Mahkemenin, Yargıtay’ın bozma kararına uyması ile bozma kararı lehine olan taraf yararına bir usuli kazanılmış hak doğabileceği gibi, bazı konuların bozma kararı kapsamı dışında kalması yolu ile de usuli kazanılmış hak gerçekleşebilir. (Prof. Dr. Baki KURU, Usuli Müktesep Hak (Usule İlişkin Kazanılmış Hak) Dr. A. Recai Seçkin’e Armağan, Ankara Üniversitesi Hukuk Fakültesi Yayınları No. 351 Ankara, 1974, sayfa 395 vd.)
Yargıtay tarafından bozulan bir hükmün bozma kararının kapsamı dışında kalmış olan kısımları kesinleşir. Bozma kararına uymuş olan mahkeme kesinleşen bu kısımlar hakkında yeniden inceleme yaparak karar veremez. Bir başka anlatımla, kesinleşmiş bu kısımlar, lehine olan taraf yararına usuli kazanılmış hak oluşturur. (04.02.1959 gün ve 13/5 sayılı YİBK).

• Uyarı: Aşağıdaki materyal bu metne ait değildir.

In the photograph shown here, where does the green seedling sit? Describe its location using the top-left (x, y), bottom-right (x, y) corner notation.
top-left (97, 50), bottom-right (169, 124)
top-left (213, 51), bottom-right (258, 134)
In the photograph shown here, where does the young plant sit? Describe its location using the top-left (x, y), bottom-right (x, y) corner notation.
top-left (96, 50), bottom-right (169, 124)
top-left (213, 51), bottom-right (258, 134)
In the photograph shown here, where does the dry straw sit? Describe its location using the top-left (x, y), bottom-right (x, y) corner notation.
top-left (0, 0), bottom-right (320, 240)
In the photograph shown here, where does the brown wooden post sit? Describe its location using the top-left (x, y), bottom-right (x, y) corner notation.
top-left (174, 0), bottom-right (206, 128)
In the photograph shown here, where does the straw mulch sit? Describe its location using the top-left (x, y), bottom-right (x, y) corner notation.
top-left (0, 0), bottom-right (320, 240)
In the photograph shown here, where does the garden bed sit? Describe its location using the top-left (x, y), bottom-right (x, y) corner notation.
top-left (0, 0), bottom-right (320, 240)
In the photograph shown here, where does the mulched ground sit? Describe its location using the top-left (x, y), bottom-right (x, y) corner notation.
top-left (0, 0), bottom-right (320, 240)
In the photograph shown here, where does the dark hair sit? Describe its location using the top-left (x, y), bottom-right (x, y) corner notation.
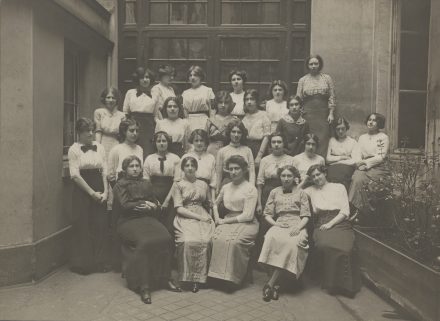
top-left (75, 117), bottom-right (96, 134)
top-left (307, 164), bottom-right (327, 176)
top-left (331, 117), bottom-right (350, 138)
top-left (213, 90), bottom-right (235, 114)
top-left (226, 155), bottom-right (249, 172)
top-left (153, 131), bottom-right (173, 152)
top-left (277, 165), bottom-right (301, 185)
top-left (243, 89), bottom-right (260, 113)
top-left (229, 69), bottom-right (247, 84)
top-left (225, 120), bottom-right (248, 145)
top-left (365, 113), bottom-right (385, 129)
top-left (187, 65), bottom-right (206, 81)
top-left (305, 55), bottom-right (324, 71)
top-left (100, 87), bottom-right (121, 105)
top-left (180, 156), bottom-right (199, 171)
top-left (157, 64), bottom-right (176, 81)
top-left (119, 118), bottom-right (140, 142)
top-left (161, 96), bottom-right (185, 118)
top-left (267, 80), bottom-right (288, 99)
top-left (188, 129), bottom-right (209, 147)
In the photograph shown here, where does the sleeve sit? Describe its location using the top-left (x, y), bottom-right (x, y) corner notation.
top-left (263, 189), bottom-right (276, 217)
top-left (67, 146), bottom-right (81, 178)
top-left (235, 186), bottom-right (258, 223)
top-left (299, 190), bottom-right (311, 217)
top-left (365, 134), bottom-right (390, 169)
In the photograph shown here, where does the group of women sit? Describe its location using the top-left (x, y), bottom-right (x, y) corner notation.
top-left (68, 55), bottom-right (388, 303)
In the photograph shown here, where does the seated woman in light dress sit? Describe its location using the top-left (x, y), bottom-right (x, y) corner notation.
top-left (208, 155), bottom-right (258, 285)
top-left (327, 117), bottom-right (357, 191)
top-left (305, 165), bottom-right (361, 297)
top-left (258, 165), bottom-right (310, 301)
top-left (173, 156), bottom-right (215, 293)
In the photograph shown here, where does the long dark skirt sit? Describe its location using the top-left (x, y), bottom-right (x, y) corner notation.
top-left (313, 211), bottom-right (361, 295)
top-left (304, 95), bottom-right (330, 157)
top-left (130, 112), bottom-right (156, 159)
top-left (327, 164), bottom-right (355, 192)
top-left (118, 216), bottom-right (172, 291)
top-left (70, 169), bottom-right (110, 273)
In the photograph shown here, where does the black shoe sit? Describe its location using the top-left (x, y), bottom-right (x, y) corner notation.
top-left (263, 284), bottom-right (273, 302)
top-left (140, 289), bottom-right (151, 304)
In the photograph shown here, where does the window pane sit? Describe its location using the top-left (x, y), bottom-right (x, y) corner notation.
top-left (398, 93), bottom-right (426, 148)
top-left (150, 3), bottom-right (168, 24)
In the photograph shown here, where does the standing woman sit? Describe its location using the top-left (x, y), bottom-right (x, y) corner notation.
top-left (305, 165), bottom-right (361, 297)
top-left (182, 66), bottom-right (215, 132)
top-left (206, 90), bottom-right (235, 157)
top-left (123, 67), bottom-right (162, 157)
top-left (327, 117), bottom-right (357, 191)
top-left (68, 118), bottom-right (110, 275)
top-left (243, 89), bottom-right (270, 167)
top-left (151, 64), bottom-right (176, 111)
top-left (266, 80), bottom-right (289, 133)
top-left (229, 70), bottom-right (247, 119)
top-left (173, 155), bottom-right (215, 293)
top-left (155, 97), bottom-right (191, 157)
top-left (276, 96), bottom-right (310, 156)
top-left (93, 87), bottom-right (125, 157)
top-left (348, 113), bottom-right (390, 215)
top-left (113, 155), bottom-right (181, 304)
top-left (208, 155), bottom-right (258, 284)
top-left (258, 165), bottom-right (311, 301)
top-left (296, 55), bottom-right (336, 156)
top-left (216, 120), bottom-right (255, 193)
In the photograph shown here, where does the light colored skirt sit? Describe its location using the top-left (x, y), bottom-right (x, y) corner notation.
top-left (258, 214), bottom-right (309, 279)
top-left (208, 213), bottom-right (259, 284)
top-left (174, 204), bottom-right (215, 283)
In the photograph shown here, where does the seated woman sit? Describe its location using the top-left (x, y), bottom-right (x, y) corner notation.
top-left (173, 156), bottom-right (215, 293)
top-left (208, 155), bottom-right (258, 284)
top-left (113, 156), bottom-right (181, 304)
top-left (258, 165), bottom-right (310, 301)
top-left (348, 113), bottom-right (390, 216)
top-left (327, 117), bottom-right (357, 191)
top-left (305, 165), bottom-right (361, 297)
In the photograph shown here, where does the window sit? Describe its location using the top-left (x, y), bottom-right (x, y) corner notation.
top-left (63, 45), bottom-right (79, 155)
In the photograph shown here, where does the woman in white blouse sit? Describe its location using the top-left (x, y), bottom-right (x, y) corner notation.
top-left (348, 113), bottom-right (390, 215)
top-left (123, 67), bottom-right (162, 157)
top-left (305, 165), bottom-right (361, 297)
top-left (68, 118), bottom-right (110, 275)
top-left (327, 117), bottom-right (357, 191)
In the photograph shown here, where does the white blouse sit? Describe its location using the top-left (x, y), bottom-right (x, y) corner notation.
top-left (67, 141), bottom-right (107, 178)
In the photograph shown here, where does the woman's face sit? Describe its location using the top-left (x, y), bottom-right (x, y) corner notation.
top-left (126, 159), bottom-right (141, 177)
top-left (167, 100), bottom-right (179, 119)
top-left (156, 135), bottom-right (168, 152)
top-left (193, 135), bottom-right (207, 153)
top-left (308, 58), bottom-right (319, 74)
top-left (304, 139), bottom-right (317, 154)
top-left (335, 124), bottom-right (347, 139)
top-left (310, 169), bottom-right (327, 186)
top-left (270, 136), bottom-right (284, 155)
top-left (228, 163), bottom-right (244, 183)
top-left (231, 75), bottom-right (243, 91)
top-left (287, 99), bottom-right (301, 119)
top-left (280, 169), bottom-right (295, 188)
top-left (231, 126), bottom-right (243, 144)
top-left (125, 125), bottom-right (139, 143)
top-left (272, 85), bottom-right (285, 102)
top-left (244, 94), bottom-right (258, 113)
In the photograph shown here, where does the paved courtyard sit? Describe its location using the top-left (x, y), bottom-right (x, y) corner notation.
top-left (0, 269), bottom-right (410, 321)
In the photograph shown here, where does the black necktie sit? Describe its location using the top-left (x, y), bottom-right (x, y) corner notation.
top-left (81, 145), bottom-right (98, 153)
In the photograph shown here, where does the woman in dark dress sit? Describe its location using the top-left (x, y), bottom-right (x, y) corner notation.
top-left (305, 165), bottom-right (361, 297)
top-left (113, 156), bottom-right (181, 304)
top-left (68, 118), bottom-right (110, 275)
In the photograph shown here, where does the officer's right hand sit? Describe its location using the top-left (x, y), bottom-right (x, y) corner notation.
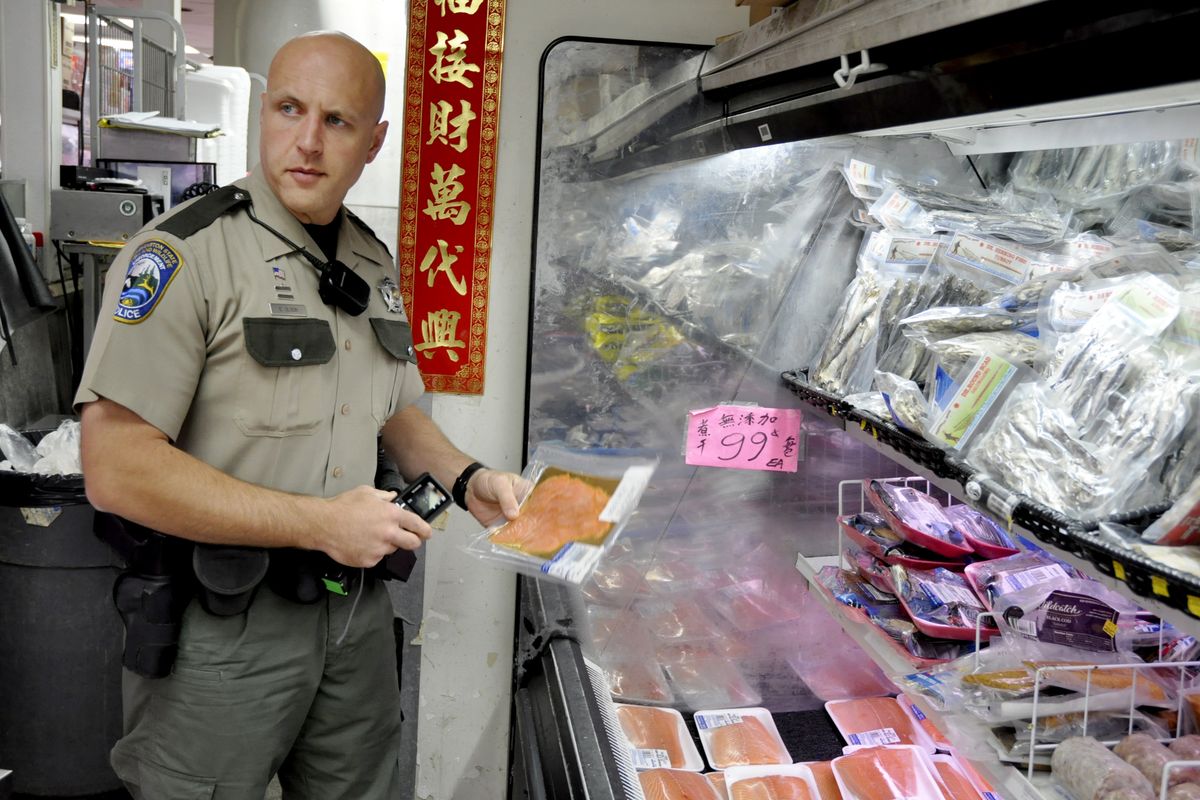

Mahkemece Dairemizce verilen bozma kararına uyulmuş ise de, bozma gereğinin tam olarak yerine getirildiğinden bahsedilmesi mümkün değildir. Mahkemece davalı şirketin. ... Ev Aletleri...A.Ş. ile ilgisinin tespit edilebilmesi bakımından, davalı Kurumdaki tüm işyerleri sorulmak suretiyle, kazanın meydana geldiği adreste davalı şirketin işyeri, büro veya eklentilerinin bulunup bulunmadığı, aynı adreste faaliyette bulunup bulunmadıkları hususu tespit edilmeli, aynı zamanda ticaret sicili ve gerekli olması halinde defter ve belgeleri üzerinde inceleme yapılması ile aralarında işyeri devrine dair yazılı bir sözleşmenin olup olmadığı hususu da sorulmak suretiyle öncelikle husumetin kime yöneltilmesi gerektiği hususu belirlendikten sonra sonucuna göre bir karar verilmesi gerekirken, yazılı şekilde eksik araştırma ve yanılgılı değerlendirme ile hüküm kurulması isabetsizdir.
Mahkemece, açıklanan maddi ve hukuki ilkeler gözetilerek, uyulan bozma kararı gereklerine göre bir karar verilmesi gerekirken, eksik araştırma ve inceleme ile yazılı şekilde karar verilmiş olması, usul ve yasaya aykırı olup, bozma nedenidir.
O hâlde, davacı Kurum vekilinin bu yönleri amaçlayan temyiz itirazları kabul edilerek hüküm bozulmalıdır.
SONUÇ: Temyiz edilen hükmün yukarıda açıklanan nedenlerle BOZULMASINA, 28.03.2017 gününde oybirliğiyle karar verildi.